Volume 3 Supplement 1
Associative and non-associative learning shapes mixture representation and improves perception of relevant odors
© Locatelli and Marachlian; licensee BioMed Central Ltd. 2014
Published: 16 April 2014
Animals live in a world of countless olfactory stimuli that are normally presented forming complex and variable mixtures. To deal with excess of information they should have systems that process the sensory afference and optimize detection of the relevant odors. In case of specialist animals, whose success depends on detection of defined molecules, this optimization is hardwired or solved by specific olfactory receptors. In the present work we asked if detection of relevant odors can be optimized when the category “relevant or irrelevant” is not fixed but depends on the experience of each individual with odors and rewards. Honey bees provide a good model for this study, because their foraging behavior depends on generalist olfactory receptors and because they are able to learn the predictive value of originally neutral odors. Olfactory stimuli to which bees are normally exposed are complex mixtures, in which relevant odors can be masked by the presence of irrelevant ones.

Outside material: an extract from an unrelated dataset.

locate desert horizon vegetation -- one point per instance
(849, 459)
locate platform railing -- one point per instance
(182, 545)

The meaning and significance of odors may change and bees have to keep their olfactory sense adjusted to these changes. We performed calcium imaging in projections neurons of the honey bee antennal lobe and measured the neural representation of mixtures and the pure components after associative and non-associative learning. On the basis of patterns obtained for naïve animals we assayed different algorithms that allow accurate prediction of the pattern elicited by the mixture. The prediction algorithms were later applied to animals that have been trained on appetitive conditioning using as conditioned stimulus one of the components of the mixture. We found that the representation of the mixture in trained animals deviates from the mixture predicted for naïve animals. This deviation is in favor of the representation of the rewarded component. The changes in the mixture seem to be consequence of changes in the interactions among components since normally no change was observed in the representation of pure odors. The results are consistent with a model in which plasticity the antennal lobe can redefine the perceptual space according to experience and needs.
Participation to this meeting was supported by an ECRO Travel Grant.